Enhancing RAG with Active Learning on Conversation Records: Reject Incapables and Answer Capables

TL;DR

This work tackles persistent hallucinations in retrieval-augmented generation (RAG) by leveraging unlabeled conversation records through active learning to build a high-quality human-preference dataset. It introduces AL4RAG, a diversity-aware sampling framework tailored to the three-field structure of RAG data, and Retrieval-Augmented Similarity (RAS) to measure cross-sample distance more accurately. A novel preference dataset is constructed by labeling hallucinations and pairing model responses with explicit refusals, enabling Direct Preference Optimization (DPO) fine-tuning. Experiments on the RAGTruth dataset across multiple tasks show that AL4RAG and its Ras-enhanced variant consistently outperform baselines, especially under limited annotation budgets, demonstrating practical potential for safer and more reliable RAG systems.

Abstract

Retrieval-augmented generation (RAG) is a key technique for leveraging external knowledge and reducing hallucinations in large language models (LLMs). However, RAG still struggles to fully prevent hallucinated responses. To address this, it is essential to identify samples prone to hallucination or guide LLMs toward correct responses, which experts then annotate to develop high-quality datasets for refining LLMs. However, the growing scarcity of such datasets makes their creation challenging. This paper proposes using the vast amount of conversations from widespread LLM usage to build these datasets, training LLMs to avoid hallucination-prone questions while accurately responding to manageable ones. Given the impracticality of expert-annotating all conversation records, the paper introduces AL4RAG, which uses active learning to select the most suitable conversation samples for annotation, optimizing performance within an annotation budget. Additionally, recognizing that traditional active learning methods are not fully compatible with RAG due to unsuitable distance metrics, we develop a novel sample distance measurement for RAG active learning.

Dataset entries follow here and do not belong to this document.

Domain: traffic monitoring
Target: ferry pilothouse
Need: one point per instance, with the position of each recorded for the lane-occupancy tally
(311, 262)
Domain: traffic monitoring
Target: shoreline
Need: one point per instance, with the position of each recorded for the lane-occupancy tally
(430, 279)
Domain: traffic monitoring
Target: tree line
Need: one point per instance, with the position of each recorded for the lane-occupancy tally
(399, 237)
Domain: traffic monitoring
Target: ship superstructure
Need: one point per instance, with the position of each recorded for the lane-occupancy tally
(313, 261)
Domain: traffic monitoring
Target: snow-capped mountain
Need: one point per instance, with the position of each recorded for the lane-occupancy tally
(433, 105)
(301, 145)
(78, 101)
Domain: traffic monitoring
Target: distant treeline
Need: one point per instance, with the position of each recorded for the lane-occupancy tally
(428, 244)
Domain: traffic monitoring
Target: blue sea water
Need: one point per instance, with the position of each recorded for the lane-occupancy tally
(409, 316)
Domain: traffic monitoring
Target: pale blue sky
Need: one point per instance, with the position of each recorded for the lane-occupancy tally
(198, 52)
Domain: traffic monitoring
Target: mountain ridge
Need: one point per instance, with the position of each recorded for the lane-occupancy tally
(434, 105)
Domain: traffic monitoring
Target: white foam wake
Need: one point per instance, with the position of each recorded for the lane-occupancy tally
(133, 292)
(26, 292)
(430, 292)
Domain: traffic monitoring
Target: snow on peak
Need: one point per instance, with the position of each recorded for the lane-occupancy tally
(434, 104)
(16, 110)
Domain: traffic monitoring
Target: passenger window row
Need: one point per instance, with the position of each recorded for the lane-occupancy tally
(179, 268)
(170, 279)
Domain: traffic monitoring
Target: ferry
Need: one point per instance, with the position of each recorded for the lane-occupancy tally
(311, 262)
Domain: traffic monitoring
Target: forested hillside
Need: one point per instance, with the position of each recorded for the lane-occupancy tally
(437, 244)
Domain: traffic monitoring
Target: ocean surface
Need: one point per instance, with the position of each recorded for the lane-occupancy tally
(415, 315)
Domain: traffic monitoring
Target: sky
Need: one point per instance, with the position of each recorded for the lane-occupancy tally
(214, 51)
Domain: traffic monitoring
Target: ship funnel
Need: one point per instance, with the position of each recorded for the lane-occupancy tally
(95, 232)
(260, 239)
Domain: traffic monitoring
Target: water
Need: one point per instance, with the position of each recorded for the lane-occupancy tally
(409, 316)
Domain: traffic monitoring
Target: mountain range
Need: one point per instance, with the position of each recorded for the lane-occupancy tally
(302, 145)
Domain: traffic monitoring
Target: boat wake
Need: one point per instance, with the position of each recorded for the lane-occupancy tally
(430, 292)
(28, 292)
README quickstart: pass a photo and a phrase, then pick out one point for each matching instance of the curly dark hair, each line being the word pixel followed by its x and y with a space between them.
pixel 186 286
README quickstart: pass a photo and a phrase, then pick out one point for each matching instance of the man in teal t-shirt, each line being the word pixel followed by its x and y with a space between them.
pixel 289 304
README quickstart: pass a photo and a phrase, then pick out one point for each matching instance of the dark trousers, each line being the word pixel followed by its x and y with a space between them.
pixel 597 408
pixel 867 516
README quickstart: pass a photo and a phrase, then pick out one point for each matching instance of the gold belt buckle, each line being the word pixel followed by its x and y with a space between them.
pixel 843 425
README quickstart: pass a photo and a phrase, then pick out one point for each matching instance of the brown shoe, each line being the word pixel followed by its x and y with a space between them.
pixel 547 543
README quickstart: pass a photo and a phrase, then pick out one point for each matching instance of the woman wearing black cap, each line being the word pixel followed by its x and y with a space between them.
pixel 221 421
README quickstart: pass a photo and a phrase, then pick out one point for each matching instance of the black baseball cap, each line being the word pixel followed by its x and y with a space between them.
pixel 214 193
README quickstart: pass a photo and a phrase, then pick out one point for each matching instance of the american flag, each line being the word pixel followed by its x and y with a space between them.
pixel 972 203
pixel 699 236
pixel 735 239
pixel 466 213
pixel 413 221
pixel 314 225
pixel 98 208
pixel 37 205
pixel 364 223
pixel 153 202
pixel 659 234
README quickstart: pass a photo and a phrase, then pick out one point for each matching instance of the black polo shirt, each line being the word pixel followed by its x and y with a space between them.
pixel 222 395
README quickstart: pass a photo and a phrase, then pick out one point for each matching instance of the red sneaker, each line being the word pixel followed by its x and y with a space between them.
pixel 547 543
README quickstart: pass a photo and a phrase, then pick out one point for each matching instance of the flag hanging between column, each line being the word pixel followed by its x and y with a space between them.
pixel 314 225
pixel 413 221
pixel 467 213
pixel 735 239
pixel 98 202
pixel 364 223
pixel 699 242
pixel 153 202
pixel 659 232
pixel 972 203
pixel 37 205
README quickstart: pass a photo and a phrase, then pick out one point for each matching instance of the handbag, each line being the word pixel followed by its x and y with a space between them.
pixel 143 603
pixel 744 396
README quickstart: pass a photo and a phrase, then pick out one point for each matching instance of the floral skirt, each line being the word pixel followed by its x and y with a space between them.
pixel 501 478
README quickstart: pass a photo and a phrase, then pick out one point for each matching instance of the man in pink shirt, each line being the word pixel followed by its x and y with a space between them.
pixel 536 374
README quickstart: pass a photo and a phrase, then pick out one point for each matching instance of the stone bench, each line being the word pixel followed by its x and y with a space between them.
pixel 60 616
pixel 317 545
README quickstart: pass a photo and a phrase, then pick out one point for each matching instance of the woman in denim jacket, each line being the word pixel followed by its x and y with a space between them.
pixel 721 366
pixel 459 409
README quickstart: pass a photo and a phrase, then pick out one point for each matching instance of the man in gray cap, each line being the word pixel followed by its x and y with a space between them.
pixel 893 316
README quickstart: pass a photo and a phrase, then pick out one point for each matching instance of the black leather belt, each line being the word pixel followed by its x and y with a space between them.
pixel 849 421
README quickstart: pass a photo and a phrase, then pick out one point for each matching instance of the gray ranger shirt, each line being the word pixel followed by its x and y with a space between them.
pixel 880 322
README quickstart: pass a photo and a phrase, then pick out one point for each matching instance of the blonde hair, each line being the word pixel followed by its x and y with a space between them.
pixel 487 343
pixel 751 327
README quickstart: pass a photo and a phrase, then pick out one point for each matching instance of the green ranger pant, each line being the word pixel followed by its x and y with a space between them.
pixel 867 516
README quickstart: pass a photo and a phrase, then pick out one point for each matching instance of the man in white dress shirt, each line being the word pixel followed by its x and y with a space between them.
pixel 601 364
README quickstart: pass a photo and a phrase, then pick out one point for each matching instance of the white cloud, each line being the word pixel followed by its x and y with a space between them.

Extensive experiments show that our method consistently outperforms baselines across multiple metrics.

Figures (3)

• Figure 1: (a) An example regarding our tasks. In the scenario on the left, the original model provides an incorrect response to the user; in this case, we expect the model to decline answering the question, whereas in the scenario on the right, where the original model delivers a correct response, we aim for it to generate accurate responses more consistently. (b) Overall framework of our approach. The example of preference set construction is the same as (a).
• Figure 2: Part of the experimental results of query similarity, prompt similarity and ras, which shows the impact of different similarity measurement on model performance. The left graph shows the performance of handling hallucination-prone queries, and the graph on the right shows the performance of handling model-answerable queries.
• Figure 3: The performance of the original model, the full-data SFT model, and the full-data DPO-trained model, with the performance of the model trained via DPO with 25% data selected by our method as comparison. (a) Rejection rate of rejection performance; (b) Rouge-L of stability performance; (c) BERTScore of stability performance.